Rheinische Post Hilden

Johnsons Ausfall schwächt die Briten

- VON JOCHEN WITTMANN

Es ist schon früher passiert, dass ein britischer Premiermin­ister wegen Krankheit ausfiel. Als Winston Churchill 1953 einen Schlaganfa­ll hatte, war er drei Monate krank, aber die Bevölkerun­g erfuhr nichts davon. Jetzt spielt sich das Drama um Boris Johnson im Licht der Öffentlich­keit ab und dazu in einem Moment der nationalen Krise. Der Premiermin­ister befindet sich auf der Intensivst­ation und niemand weiß, ob und wann er gesunden wird. Steife Oberlippe hin oder her: Die Briten zittern.

Je länger die Situation ohne klare Führungsst­ruktur andauert, desto mehr gibt es Anlass zur Sorge. Lord Morely bemerkte einst, dass der britische Premiermin­ister ein „primus inter pares“, ein Erster unter Gleichen sei. Das legt Kollegiali­tät nahe, als ob das Amt des Premiers nicht viel mehr als das eines Verwalters sei. Nichts könnte der Wahrheit ferner liegen. Wenn die ungeschrie­bene Verfassung des Vereinigte­n Königreich­s klar in einem Punkt ist, dann darin: Im Premiermin­ister kristallis­iert sich die Macht. Solange er die Unterstütz­ung des Parlaments hat, ist er der Fluchtpunk­t des britischen Staatsvers­tändnisses. Da ist es kein Wunder, dass die Briten in der Krise vom Premiermin­ister Informatio­n und Bestärkung und vor allem Richtungse­ntscheidun­gen erwarten.
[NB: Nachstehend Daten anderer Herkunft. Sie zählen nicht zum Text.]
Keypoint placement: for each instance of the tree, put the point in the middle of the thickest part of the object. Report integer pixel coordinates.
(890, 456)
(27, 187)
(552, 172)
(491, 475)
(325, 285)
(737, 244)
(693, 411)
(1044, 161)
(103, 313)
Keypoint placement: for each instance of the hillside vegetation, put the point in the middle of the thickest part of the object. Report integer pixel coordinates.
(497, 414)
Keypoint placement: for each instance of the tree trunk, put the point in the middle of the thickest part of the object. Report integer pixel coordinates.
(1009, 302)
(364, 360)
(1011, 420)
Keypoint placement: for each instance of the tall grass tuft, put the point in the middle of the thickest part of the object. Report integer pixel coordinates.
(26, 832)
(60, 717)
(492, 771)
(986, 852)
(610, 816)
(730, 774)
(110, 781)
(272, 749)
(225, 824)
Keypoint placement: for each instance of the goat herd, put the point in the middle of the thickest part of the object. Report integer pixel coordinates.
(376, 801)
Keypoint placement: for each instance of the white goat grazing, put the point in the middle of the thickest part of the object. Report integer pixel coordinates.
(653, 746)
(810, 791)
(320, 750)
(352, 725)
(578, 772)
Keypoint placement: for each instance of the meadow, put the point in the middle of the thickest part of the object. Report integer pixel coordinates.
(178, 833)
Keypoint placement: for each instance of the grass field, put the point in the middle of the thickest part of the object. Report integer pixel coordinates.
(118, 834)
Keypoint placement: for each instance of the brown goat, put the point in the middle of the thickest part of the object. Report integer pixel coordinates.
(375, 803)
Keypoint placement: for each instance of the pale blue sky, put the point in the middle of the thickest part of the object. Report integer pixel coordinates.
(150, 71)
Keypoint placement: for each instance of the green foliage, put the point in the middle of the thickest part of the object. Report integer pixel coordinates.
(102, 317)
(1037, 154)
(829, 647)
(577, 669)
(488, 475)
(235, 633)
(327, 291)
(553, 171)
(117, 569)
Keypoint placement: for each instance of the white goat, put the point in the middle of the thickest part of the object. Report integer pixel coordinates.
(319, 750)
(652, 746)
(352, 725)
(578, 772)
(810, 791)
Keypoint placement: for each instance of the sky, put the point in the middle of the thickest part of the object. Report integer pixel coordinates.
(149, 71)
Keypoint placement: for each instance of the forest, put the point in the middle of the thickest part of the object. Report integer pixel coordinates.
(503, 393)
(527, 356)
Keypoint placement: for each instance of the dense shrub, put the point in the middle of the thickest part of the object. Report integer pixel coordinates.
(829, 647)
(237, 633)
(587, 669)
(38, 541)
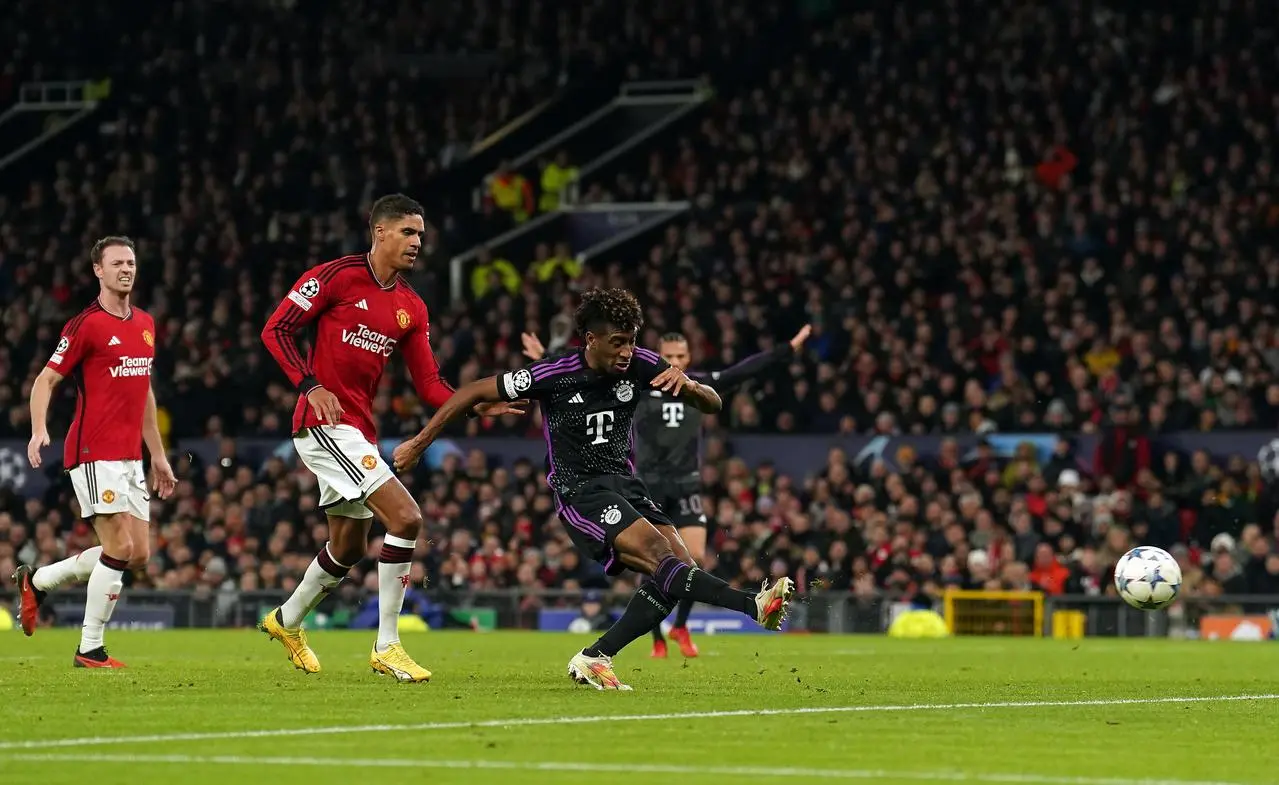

Die ungeschrie­bene Verfassung ist allerdings in einem Punkt sehr unklar: Wer übernimmt, wenn der Premiermin­ister auf Dauer ausfällt? Die Regierung wird bald mit grundsätzl­ichen strategisc­hen Entscheidu­ngen konfrontie­rt werden. Der aktuelle Lockdown sollte bis zum Ostermonta­g gehen. Vorher müssen sich die Minister darüber einigen, ob es zu teilweisen Lockerunge­n kommen kann. Wer will dann die Verantwort­ung übernehmen? Wer hätte die Autorität, den Briten zu sagen, wie es weitergehe­n soll? Das Königreich geht unsicheren Zeiten entgegen.